The 49B model requires high-memory GPUs such as B200 or GB200 class devices. Ensure sufficient VRAM and consider tensor parallelism for production deployments.NoteOpen a new terminal session on your server (outside the container).
Test with multiple sequential requests to observe worker distribution.
console$ for i in {1..5}; do echo "Request $i:" curl -s http://localhost:8000/v1/chat/completions \ -H "Content-Type: application/json" \ -d "{ \"model\": \"nvidia/Llama-3.1-Nemotron-Nano-4B-v1.1\", \"messages\": [{\"role\": \"user\", \"content\": \"Test request $i\"}], \"max_tokens\": 10 }" | jq '.id' sleep 1 done
Each request returns a unique ID, and the logs inside the container show which workers process each request.
Test with concurrent requests to verify load distribution.
console$ for i in {1..10}; do curl -s http://localhost:8000/v1/chat/completions \ -H "Content-Type: application/json" \ -d "{ \"model\": \"nvidia/Llama-3.1-Nemotron-Nano-4B-v1.1\", \"messages\": [{\"role\": \"user\", \"content\": \"Concurrent test $i\"}], \"max_tokens\": 20 }" & done wait echo "All requests completed"

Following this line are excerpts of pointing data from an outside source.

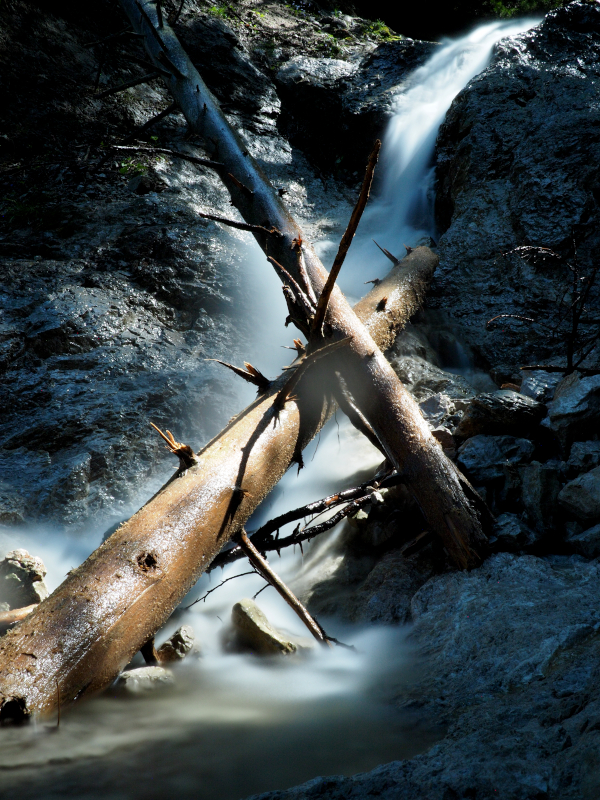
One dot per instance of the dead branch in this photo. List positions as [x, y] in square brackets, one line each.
[319, 317]
[260, 565]
[15, 615]
[90, 627]
[386, 253]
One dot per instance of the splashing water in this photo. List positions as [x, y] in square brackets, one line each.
[403, 211]
[321, 714]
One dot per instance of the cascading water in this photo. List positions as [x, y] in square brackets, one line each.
[318, 715]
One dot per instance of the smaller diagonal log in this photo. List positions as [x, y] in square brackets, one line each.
[319, 317]
[389, 255]
[260, 565]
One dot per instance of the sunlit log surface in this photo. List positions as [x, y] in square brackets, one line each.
[79, 639]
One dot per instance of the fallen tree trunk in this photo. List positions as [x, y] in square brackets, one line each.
[86, 632]
[392, 415]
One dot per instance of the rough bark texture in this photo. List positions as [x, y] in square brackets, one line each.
[388, 408]
[83, 635]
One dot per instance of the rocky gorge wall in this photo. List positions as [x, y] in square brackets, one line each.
[115, 292]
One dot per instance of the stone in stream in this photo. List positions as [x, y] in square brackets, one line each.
[483, 457]
[540, 385]
[583, 457]
[575, 411]
[581, 497]
[144, 680]
[252, 630]
[498, 412]
[177, 646]
[22, 579]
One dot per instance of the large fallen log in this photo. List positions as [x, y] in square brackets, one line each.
[79, 639]
[391, 414]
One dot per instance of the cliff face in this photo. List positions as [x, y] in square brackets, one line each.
[517, 164]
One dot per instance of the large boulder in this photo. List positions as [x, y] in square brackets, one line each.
[581, 497]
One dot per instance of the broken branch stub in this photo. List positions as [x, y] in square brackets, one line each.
[390, 411]
[88, 630]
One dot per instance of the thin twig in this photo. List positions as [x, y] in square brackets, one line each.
[260, 565]
[395, 261]
[285, 392]
[152, 121]
[319, 318]
[250, 374]
[214, 589]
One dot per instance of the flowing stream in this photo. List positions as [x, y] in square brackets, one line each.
[235, 724]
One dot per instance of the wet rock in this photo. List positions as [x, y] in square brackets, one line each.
[144, 680]
[424, 379]
[385, 595]
[581, 497]
[583, 457]
[541, 486]
[177, 646]
[498, 412]
[512, 535]
[507, 658]
[508, 174]
[254, 632]
[540, 385]
[575, 411]
[586, 543]
[483, 457]
[22, 579]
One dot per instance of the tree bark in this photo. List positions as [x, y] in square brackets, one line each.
[86, 632]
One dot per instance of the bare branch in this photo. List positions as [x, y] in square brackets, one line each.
[389, 255]
[260, 565]
[319, 318]
[250, 374]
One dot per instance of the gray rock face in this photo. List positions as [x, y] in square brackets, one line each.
[508, 659]
[540, 385]
[177, 646]
[581, 497]
[503, 411]
[254, 631]
[541, 486]
[22, 579]
[583, 457]
[512, 534]
[586, 543]
[144, 680]
[516, 165]
[483, 457]
[575, 412]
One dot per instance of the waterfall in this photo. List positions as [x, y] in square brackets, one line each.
[402, 211]
[318, 714]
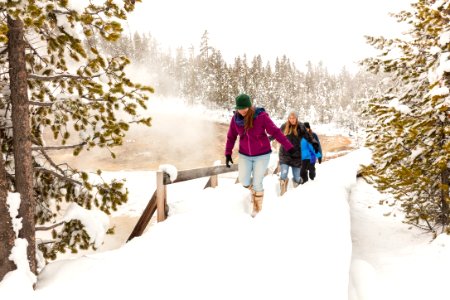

Dynamo's router distributes the requests across the prefill and decode workers.
Conclusion
You have successfully deployed inference workloads using NVIDIA Dynamo with TensorRT-LLM. The aggregated serving configuration provides a simple, single-GPU deployment suitable for low-latency applications, while the disaggregated serving configuration optimizes throughput by separating prefill and decode phases across multiple GPUs. Dynamo's intelligent routing and resource management maximize GPU utilization and token generation efficiency. For more advanced configurations, including KV-aware routing, multimodal support, and Kubernetes deployments, refer to the official NVIDIA Dynamo documentation.